Pride in the Darkness

There's a kind of email of which I get quite a few, but it never makes me feel any less proud.

I received one such last week, and wanted to mention it here.

It's partly, I suppose, because the days are growing ever darker and colder, and it's that combination which can trigger an old and familiar foe.

I'm talking about the swamp, adversary of so many, and often in an unspoken way.

The email was from a chap who had been kind enough to read the tvdetective books. I won't use his name, of course, but he got in touch in particular because he wanted to say how accurate he thought my descriptions of depression felt ...

(Yes, there's a reason for that, but we don't need to go into it here.)

... and, far more upliftingly, to say the books had helped him.
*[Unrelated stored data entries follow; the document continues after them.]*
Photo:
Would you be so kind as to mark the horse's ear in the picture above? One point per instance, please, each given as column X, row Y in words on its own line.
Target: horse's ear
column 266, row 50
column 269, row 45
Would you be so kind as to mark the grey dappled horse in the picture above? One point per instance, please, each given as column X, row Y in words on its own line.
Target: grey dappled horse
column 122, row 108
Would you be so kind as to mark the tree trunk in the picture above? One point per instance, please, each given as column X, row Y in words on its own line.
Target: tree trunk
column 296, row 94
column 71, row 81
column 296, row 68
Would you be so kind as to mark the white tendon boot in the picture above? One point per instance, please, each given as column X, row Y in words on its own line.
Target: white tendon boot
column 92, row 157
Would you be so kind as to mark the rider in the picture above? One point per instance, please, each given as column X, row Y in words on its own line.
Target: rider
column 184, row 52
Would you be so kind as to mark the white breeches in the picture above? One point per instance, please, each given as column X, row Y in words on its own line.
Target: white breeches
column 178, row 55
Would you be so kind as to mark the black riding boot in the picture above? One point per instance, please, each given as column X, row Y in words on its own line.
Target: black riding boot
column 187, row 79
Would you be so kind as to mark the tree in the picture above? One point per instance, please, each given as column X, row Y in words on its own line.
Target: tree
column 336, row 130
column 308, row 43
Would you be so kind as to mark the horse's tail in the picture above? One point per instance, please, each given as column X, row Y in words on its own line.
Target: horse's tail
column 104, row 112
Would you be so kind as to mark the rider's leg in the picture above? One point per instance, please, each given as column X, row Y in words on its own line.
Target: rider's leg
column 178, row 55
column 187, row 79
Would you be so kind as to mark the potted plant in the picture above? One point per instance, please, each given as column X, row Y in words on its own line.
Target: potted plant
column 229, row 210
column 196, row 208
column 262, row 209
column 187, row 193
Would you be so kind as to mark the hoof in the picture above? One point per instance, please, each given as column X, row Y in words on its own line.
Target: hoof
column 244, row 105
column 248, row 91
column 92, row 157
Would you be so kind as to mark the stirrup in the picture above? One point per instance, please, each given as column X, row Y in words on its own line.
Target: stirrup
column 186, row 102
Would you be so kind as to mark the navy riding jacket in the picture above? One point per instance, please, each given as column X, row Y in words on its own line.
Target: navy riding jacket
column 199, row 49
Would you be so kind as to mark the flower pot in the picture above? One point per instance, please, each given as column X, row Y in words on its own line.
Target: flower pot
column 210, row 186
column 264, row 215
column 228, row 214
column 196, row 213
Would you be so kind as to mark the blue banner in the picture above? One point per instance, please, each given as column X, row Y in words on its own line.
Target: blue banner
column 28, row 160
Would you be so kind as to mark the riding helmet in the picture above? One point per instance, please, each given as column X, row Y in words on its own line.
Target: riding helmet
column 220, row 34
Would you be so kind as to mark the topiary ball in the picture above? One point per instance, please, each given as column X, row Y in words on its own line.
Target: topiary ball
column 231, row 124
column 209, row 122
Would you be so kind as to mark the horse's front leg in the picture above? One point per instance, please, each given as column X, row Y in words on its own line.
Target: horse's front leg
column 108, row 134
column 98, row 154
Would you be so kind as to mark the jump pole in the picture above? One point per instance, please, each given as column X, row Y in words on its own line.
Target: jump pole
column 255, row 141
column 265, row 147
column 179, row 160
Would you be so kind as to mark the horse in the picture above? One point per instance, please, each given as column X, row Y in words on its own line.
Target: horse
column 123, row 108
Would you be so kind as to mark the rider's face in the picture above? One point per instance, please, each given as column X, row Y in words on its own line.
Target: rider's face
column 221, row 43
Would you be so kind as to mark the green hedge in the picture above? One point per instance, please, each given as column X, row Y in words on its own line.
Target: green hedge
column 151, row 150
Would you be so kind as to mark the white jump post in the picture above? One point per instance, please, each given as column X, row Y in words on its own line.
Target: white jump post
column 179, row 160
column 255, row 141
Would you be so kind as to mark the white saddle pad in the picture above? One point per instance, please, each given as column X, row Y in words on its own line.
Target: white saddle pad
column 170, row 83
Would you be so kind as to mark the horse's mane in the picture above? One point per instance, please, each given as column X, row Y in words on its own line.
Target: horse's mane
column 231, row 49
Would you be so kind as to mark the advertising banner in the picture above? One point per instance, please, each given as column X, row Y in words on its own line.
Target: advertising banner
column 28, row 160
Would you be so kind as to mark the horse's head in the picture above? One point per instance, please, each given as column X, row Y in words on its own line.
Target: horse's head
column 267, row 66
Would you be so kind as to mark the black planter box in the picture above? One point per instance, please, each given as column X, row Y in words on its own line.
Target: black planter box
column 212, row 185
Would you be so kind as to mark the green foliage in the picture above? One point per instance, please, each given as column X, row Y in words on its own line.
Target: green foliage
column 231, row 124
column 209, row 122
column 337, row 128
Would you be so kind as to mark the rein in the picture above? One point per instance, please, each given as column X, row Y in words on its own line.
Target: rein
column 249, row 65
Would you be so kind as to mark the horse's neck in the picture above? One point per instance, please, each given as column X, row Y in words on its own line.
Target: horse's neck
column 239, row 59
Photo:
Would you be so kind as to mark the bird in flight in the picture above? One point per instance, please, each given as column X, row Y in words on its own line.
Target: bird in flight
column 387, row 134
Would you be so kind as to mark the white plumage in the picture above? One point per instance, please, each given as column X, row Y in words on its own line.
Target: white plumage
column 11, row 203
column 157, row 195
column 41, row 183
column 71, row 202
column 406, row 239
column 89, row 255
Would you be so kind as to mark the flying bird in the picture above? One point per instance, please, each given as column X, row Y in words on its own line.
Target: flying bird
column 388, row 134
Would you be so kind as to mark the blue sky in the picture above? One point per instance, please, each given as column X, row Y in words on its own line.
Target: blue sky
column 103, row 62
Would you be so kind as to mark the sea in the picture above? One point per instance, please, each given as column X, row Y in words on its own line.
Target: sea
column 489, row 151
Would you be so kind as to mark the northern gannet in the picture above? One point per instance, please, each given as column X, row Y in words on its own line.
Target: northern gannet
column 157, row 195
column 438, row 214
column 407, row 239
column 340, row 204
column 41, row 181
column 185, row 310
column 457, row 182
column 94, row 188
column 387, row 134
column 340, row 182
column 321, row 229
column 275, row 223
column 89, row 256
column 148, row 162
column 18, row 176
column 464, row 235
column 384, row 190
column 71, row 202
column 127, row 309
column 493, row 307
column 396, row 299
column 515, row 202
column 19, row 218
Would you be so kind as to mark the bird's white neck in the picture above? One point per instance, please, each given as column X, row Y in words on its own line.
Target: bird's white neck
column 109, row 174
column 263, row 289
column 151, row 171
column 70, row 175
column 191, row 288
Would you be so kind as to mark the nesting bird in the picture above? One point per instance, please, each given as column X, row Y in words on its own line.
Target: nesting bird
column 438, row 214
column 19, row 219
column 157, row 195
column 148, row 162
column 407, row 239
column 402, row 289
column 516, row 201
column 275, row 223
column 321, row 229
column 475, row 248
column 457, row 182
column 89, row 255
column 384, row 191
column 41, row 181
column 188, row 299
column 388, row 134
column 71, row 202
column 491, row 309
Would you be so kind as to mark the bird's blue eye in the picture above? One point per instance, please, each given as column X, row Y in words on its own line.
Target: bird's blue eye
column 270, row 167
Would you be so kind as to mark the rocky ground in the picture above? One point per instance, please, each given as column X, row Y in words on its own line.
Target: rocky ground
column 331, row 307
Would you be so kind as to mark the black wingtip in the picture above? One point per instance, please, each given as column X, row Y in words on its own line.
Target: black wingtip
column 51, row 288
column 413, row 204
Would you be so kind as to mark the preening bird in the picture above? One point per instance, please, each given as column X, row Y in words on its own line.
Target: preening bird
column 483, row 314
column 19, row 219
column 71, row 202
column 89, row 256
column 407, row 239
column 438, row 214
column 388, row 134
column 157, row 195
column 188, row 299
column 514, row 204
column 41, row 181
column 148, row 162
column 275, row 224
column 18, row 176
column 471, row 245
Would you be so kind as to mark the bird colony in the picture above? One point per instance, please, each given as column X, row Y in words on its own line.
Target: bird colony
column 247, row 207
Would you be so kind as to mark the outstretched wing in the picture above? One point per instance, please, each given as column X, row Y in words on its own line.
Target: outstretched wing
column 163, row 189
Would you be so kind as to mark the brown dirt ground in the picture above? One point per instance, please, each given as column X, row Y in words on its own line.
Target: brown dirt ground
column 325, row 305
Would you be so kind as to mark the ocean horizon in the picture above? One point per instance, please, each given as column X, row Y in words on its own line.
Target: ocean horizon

They gave my correspondent a sense of being less alone in what can be a very solitary fight he said, and also that they helped him to know that there are ways to battle the beast of a thing.

For Dan, it's Claire, walking with Rutherford, the wonderful Devon countryside, and the criminal investigations he somehow keeps landing himself amidst.

The treatments are different for everyone. But the important point is that they are there. There is a way.

Althought the swamp can, perhaps, never be entirely beaten - it's too deeply and broodingly buried within - there are ways to ease its burden.

The author of the email was kind enough to say he felt that from my books, and it gave him renewed hope that life could and would get better.

And that, even if it were my sole and humble achievement in these often bumbling years upon this beautiful planet, I would gladly take as making it all worthwhile.